- Nicknames: Le Magnifique "The Magnificent"
- Born: 25 September 1898 Guelma, Algeria
- Died: 11 March 1970 (aged 71) Toulon, France
- Allegiance: France
- Branch: French Army French Foreign Legion
- Service years: 1917–1955
- Rank: Général de brigade
- Commands: Communal Depot of the Foreign Regiments DCRE (1945–1949) 1st Foreign Infantry Regiment 1^{er} REI
- Conflicts: World War I World War II
- Other work: FSALE President (1966–1969)

= Louis-Antoine Gaultier =

Louis-Antoine Gaultier (1898–1970) was a général of the French Army who served mainly in the French Foreign Legion.

== Military career ==

=== World War I ===

Louis-Antoine prepared the admission entrance of École spéciale militaire de Saint-Cyr when he was mobilized in 1917. Assigned to the 4th Zouaves Regiment (4^{e} Régiment de Zouaves), he was promoted to caporal (corporal) then sergent (sergeant) and aspirant at the end of the war.
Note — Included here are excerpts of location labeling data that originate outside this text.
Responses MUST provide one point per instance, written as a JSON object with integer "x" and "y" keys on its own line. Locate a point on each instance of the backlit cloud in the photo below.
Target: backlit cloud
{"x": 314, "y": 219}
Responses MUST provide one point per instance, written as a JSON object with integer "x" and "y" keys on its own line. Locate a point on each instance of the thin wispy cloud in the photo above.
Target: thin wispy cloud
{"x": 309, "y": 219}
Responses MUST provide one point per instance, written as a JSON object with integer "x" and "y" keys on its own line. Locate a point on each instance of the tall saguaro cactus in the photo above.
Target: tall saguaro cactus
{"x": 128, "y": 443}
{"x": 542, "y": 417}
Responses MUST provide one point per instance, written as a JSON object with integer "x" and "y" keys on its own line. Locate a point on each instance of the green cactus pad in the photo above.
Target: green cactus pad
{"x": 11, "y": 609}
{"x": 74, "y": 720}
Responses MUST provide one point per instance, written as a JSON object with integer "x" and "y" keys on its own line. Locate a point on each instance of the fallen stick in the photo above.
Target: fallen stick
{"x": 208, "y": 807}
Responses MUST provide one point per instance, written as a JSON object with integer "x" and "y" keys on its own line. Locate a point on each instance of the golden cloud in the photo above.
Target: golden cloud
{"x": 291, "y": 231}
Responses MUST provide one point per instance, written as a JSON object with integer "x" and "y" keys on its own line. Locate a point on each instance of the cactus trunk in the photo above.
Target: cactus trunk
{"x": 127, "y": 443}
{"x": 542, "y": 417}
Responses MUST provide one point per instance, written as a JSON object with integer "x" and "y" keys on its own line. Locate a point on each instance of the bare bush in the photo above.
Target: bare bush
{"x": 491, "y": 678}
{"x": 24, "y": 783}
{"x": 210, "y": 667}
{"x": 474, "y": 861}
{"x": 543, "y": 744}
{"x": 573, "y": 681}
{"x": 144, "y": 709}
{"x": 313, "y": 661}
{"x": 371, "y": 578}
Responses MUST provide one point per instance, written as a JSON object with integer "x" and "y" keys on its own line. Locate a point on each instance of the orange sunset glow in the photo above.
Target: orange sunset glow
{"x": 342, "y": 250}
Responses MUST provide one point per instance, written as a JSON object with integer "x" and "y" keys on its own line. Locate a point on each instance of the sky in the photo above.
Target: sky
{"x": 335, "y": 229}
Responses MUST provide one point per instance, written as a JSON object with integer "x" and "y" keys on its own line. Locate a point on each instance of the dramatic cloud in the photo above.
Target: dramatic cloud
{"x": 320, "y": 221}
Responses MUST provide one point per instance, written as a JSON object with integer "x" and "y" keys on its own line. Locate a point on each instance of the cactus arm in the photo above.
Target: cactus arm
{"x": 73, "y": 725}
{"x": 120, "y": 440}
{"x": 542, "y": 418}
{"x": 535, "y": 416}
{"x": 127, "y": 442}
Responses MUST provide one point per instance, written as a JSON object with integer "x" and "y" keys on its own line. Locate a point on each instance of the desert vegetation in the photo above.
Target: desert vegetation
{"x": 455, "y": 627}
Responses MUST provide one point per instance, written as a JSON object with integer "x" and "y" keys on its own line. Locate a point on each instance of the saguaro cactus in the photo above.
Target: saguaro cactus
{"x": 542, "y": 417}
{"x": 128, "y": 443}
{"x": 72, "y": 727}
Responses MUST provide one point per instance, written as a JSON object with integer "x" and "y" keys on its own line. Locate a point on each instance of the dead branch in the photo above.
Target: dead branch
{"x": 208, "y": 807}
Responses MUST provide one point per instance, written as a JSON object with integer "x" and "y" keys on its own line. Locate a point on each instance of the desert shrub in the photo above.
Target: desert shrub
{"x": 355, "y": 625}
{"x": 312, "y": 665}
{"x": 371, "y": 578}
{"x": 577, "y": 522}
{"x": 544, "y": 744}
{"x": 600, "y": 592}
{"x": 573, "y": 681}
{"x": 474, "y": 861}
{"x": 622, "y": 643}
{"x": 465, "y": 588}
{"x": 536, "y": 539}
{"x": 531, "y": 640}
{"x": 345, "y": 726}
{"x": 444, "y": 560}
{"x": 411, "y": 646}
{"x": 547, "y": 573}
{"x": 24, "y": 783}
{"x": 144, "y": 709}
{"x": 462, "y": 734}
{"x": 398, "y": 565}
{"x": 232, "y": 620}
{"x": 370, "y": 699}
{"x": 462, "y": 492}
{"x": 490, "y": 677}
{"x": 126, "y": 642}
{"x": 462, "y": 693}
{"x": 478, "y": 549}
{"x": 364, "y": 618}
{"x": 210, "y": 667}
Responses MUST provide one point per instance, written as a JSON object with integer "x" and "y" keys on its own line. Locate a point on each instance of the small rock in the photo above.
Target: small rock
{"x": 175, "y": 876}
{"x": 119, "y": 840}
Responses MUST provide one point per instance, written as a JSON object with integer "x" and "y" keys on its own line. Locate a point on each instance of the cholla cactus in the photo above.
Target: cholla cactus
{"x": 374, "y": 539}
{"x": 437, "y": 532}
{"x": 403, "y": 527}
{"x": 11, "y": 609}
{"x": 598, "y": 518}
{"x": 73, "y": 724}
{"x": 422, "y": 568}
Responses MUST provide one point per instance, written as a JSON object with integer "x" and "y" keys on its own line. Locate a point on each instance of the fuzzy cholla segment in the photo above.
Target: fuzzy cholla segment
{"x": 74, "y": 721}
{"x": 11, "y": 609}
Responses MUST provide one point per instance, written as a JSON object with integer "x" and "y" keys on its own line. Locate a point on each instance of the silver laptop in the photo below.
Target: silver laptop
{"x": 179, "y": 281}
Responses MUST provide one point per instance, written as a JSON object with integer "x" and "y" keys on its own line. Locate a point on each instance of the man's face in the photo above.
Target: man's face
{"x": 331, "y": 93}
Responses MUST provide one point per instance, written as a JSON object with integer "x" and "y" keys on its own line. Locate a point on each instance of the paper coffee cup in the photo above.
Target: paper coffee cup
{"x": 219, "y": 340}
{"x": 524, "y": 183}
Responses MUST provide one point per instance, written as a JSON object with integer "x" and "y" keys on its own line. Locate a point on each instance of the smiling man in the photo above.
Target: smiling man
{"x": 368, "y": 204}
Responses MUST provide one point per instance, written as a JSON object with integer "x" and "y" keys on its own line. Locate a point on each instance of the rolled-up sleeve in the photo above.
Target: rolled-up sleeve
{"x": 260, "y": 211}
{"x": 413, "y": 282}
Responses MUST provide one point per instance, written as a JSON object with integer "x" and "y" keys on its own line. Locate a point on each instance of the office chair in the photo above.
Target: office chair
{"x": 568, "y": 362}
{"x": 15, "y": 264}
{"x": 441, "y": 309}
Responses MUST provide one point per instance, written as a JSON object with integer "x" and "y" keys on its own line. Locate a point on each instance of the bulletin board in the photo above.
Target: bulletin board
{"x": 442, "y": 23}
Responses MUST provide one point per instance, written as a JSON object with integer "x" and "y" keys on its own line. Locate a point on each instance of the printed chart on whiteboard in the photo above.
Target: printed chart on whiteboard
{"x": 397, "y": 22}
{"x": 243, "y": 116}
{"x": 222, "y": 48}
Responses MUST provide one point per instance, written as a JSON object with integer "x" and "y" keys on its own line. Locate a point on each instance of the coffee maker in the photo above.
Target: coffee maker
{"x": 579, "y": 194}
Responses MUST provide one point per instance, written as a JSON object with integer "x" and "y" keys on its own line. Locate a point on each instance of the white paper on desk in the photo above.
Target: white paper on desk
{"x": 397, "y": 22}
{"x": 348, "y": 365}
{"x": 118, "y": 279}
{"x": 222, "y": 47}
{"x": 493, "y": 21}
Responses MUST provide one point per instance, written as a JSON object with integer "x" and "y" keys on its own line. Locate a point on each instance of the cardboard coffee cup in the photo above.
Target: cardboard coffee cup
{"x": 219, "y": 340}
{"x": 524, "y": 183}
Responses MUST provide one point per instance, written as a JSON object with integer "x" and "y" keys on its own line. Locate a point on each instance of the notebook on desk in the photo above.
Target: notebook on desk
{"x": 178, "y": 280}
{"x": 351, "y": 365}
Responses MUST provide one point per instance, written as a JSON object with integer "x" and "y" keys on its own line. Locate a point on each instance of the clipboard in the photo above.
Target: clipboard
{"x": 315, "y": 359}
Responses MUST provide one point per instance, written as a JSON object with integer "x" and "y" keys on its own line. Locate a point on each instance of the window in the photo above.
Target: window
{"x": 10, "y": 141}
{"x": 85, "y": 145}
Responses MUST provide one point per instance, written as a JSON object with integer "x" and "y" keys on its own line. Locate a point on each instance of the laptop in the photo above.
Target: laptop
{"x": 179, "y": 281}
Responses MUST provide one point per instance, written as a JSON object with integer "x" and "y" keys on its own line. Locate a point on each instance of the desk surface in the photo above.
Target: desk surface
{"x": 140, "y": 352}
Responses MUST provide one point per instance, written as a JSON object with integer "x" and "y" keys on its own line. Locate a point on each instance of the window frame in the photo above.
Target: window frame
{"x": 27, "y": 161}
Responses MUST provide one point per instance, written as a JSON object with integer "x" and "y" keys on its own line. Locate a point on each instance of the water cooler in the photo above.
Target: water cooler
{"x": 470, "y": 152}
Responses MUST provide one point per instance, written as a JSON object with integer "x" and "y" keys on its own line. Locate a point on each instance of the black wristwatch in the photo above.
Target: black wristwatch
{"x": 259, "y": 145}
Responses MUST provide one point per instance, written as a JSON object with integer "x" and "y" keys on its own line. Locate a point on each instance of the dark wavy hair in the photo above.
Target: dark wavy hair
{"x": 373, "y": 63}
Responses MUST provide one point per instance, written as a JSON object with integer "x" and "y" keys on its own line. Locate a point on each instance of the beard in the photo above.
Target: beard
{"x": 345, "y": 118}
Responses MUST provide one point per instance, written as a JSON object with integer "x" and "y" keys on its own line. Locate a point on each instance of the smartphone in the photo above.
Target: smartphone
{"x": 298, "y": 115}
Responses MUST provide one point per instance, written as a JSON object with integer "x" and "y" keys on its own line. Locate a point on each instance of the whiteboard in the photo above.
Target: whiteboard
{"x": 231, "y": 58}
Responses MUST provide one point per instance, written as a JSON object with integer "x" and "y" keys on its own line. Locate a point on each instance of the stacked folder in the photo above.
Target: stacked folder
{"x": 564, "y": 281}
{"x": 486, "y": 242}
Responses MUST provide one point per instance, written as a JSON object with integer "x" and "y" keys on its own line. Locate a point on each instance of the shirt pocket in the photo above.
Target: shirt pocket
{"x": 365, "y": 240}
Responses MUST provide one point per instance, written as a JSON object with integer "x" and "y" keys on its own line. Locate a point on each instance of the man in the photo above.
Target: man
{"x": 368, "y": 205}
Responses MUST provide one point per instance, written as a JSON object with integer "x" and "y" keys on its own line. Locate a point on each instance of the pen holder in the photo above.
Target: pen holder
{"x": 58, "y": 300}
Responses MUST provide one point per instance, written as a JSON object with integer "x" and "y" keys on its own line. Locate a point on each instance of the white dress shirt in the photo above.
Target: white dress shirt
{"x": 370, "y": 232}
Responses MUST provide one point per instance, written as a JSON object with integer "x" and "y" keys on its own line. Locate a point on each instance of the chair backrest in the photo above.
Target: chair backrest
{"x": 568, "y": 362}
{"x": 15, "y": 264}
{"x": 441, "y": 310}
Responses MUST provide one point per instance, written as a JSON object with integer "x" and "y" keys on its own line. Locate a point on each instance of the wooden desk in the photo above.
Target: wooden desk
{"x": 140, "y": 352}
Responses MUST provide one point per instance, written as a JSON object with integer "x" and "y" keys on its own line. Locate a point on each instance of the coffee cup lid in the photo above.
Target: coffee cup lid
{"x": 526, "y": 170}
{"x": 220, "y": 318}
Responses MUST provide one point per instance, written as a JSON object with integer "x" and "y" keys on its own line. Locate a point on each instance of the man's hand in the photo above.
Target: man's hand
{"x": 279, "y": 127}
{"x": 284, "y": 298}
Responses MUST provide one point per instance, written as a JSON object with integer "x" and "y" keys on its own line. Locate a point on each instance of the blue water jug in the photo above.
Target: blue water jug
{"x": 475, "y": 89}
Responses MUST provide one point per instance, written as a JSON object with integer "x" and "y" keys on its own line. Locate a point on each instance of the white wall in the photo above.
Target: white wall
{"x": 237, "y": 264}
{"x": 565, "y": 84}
Nominated as a sous-lieutenant on 1 February 1919 at the 1st Foreign Regiment 1^{er} RE, he remained in the Legion almost his entire career.

=== Interwar period ===

Nominated as a sous-lieutenant on 1 February 1919 at the 1st Foreign Regiment 1^{er} RE, he remained in the Legion almost his entire career.

He served in Algeria and then Morocco with the 4th Foreign Infantry Regiment 4^{e} REI. Gaultier was promoted to captain on 25 March 1932.

In May 1939, he left Morocco and the legion for a posting with the 91st Line Infantry Regiment (91^{e} Régiment d'Infanterie de Ligne).

=== World War II ===

As of February 1940, he found the legion back again by receiving the commandment of a battalion of the 11th Foreign Infantry Regiment 11^{e} REI during the combats from May to June 1940.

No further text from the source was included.